La sua view è ribassista, tanto che sta pensando anche di chiudere alcune posizioni lunghe che aveva aperto a febbraio, quando si mostrò rialzista almeno su alcuni titoli azionari (pur ribadendo, anche allora, di prevedere un mercato azionario in mercato orso). In quell’occasione, disse anche che i prezzi dell’oro sarebbero saliti entro la fine dell’anno fino a $1.400, sulla scia della crescente sfiducia degli investitori nei confronti delle banche centrali.

Stando a un articolo di Reuters, il numero uno di DoubleLine Capital ha reso ora ancora più chiara la propria view, affermando che il rally degli asset rischiosi sta per terminare e che sia quegli asset che i prezzi del petrolio si imbatteranno in diversi ostacoli.

“Il petrolio, come ho detto, ha vissuto un bel momento segnando un rally da $28 a $38 (riferimento al contratto WTI scambiato a New York). Ma ora inizieranno tempi duri. Il petrolio è la chiave di tutto”. Tra l’altro, a meno che l’oro non segnerà un altro balzo di $10 al barile o superiore, “diverse aziende falliranno, fattore che ucciderà il sistema bancario“.

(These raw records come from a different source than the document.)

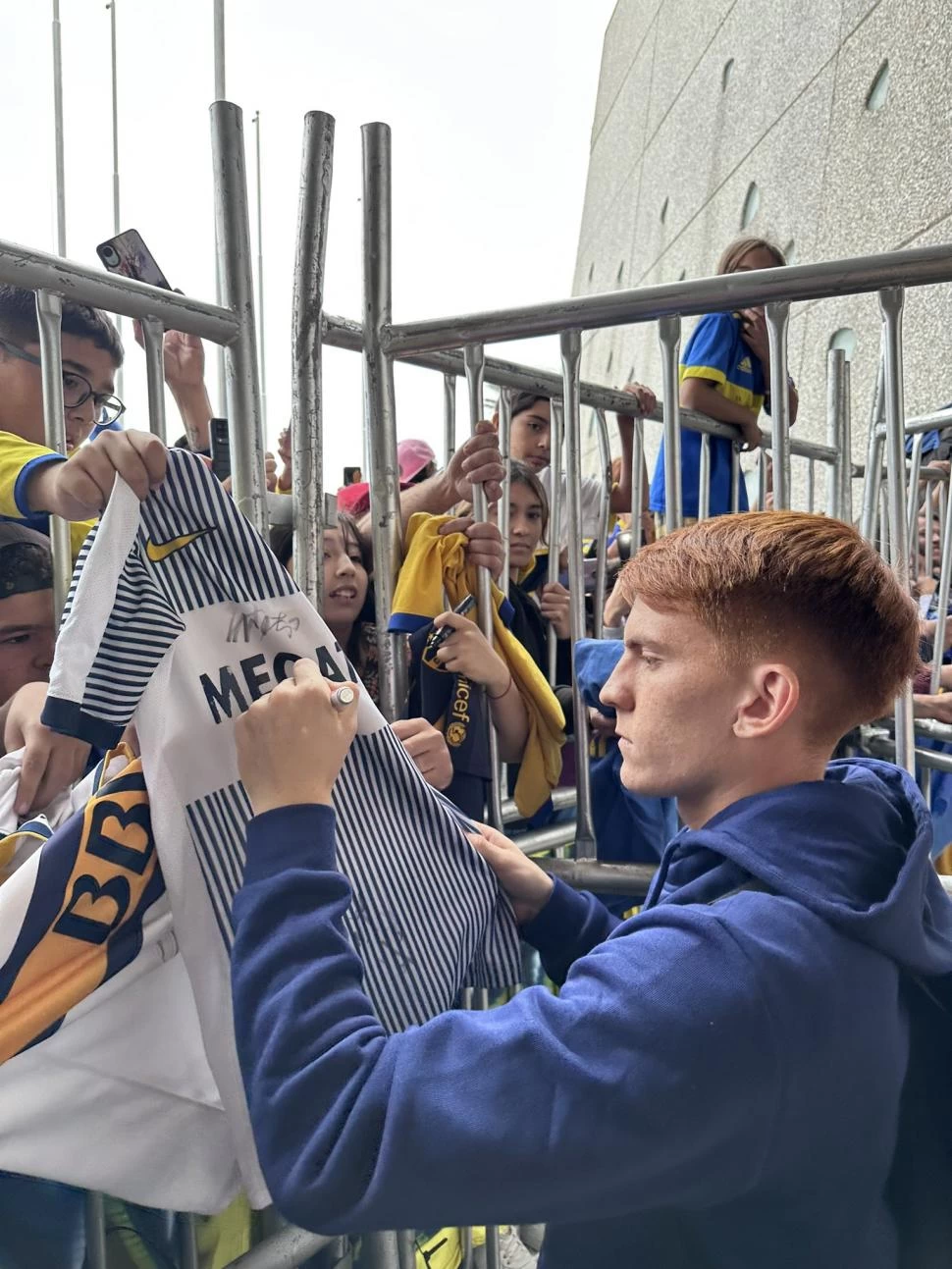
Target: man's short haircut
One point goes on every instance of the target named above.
(18, 323)
(774, 584)
(26, 562)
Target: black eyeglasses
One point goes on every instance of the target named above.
(77, 390)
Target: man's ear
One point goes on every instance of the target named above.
(769, 697)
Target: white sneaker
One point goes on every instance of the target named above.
(513, 1252)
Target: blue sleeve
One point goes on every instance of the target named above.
(627, 1083)
(710, 349)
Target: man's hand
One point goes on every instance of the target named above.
(523, 882)
(428, 750)
(646, 402)
(484, 549)
(80, 488)
(292, 743)
(555, 606)
(476, 462)
(51, 763)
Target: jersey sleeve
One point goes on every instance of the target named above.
(20, 459)
(710, 349)
(116, 629)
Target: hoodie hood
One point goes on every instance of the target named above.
(855, 848)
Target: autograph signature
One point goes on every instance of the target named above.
(241, 624)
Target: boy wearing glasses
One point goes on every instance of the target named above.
(35, 481)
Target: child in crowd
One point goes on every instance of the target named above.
(725, 373)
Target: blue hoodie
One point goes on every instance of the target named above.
(716, 1084)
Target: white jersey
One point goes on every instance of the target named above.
(181, 617)
(592, 490)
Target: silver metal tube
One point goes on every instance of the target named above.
(762, 471)
(35, 271)
(260, 274)
(916, 463)
(450, 416)
(942, 606)
(602, 877)
(605, 459)
(505, 427)
(722, 293)
(343, 333)
(48, 320)
(555, 519)
(115, 65)
(873, 484)
(704, 485)
(306, 395)
(234, 247)
(380, 428)
(669, 342)
(835, 423)
(570, 347)
(152, 337)
(59, 134)
(777, 323)
(287, 1248)
(484, 580)
(891, 304)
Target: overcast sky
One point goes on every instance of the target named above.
(490, 105)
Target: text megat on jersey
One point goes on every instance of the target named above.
(238, 687)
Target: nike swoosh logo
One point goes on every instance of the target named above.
(159, 551)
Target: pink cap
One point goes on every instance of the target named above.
(412, 455)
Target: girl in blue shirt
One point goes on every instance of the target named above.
(725, 373)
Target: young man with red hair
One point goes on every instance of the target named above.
(731, 1078)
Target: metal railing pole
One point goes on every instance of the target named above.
(306, 390)
(95, 1233)
(704, 485)
(234, 251)
(380, 428)
(891, 301)
(505, 425)
(777, 321)
(152, 338)
(605, 458)
(48, 321)
(570, 347)
(484, 579)
(835, 423)
(916, 464)
(669, 341)
(555, 519)
(450, 416)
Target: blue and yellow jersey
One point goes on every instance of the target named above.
(716, 353)
(20, 459)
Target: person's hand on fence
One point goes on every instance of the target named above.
(428, 750)
(467, 651)
(51, 762)
(80, 488)
(555, 605)
(646, 402)
(484, 549)
(476, 462)
(527, 887)
(292, 743)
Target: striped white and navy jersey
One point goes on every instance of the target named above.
(180, 617)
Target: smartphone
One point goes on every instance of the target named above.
(129, 255)
(221, 449)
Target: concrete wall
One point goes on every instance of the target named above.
(674, 150)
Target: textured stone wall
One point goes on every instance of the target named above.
(676, 142)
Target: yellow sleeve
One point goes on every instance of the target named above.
(20, 458)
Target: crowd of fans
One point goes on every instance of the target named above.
(723, 373)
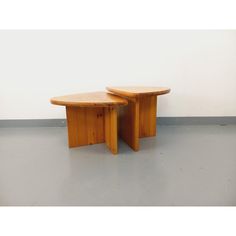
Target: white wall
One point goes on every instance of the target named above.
(199, 67)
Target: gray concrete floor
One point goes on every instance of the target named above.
(183, 165)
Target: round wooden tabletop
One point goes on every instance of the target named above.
(94, 99)
(138, 91)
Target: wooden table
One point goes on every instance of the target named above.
(138, 119)
(91, 118)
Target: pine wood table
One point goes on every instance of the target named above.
(91, 118)
(138, 119)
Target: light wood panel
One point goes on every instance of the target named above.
(111, 129)
(95, 99)
(138, 91)
(147, 116)
(85, 126)
(129, 124)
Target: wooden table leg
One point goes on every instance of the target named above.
(111, 129)
(129, 124)
(85, 126)
(138, 120)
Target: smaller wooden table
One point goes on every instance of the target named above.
(91, 118)
(138, 119)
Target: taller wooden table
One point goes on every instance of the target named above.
(91, 118)
(138, 119)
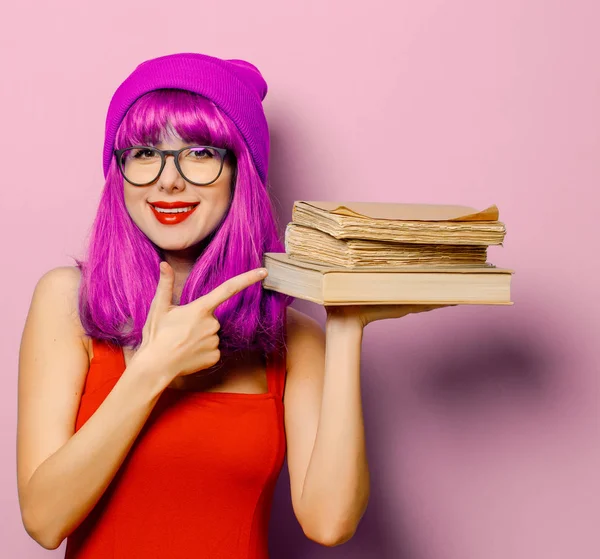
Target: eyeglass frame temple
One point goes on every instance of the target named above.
(163, 161)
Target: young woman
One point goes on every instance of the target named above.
(153, 420)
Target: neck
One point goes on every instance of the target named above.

Sull’oro, è stato reiterato il target price a $1.400 l’oncia:

L’oro è il sistema anti-banche. E i tassi negativi sono negativi per il sistema bancario”.

Gundlach non è ottimista neanche sull’azionario dei mercati emergenti. Sarebbe in generale “una grande perdita” investire sull’azionario. Il guru ha precisato infine che la sua società si sta comunque posizionando su alcuni asset, in particolare sui bond denominati in valuta non Usa, che hanno riportato buone performance.

Riguardo al dollaro, invece, “non ci sono progressi” nel breve termine, anche se l’outlook è rialzista nel lungo periodo.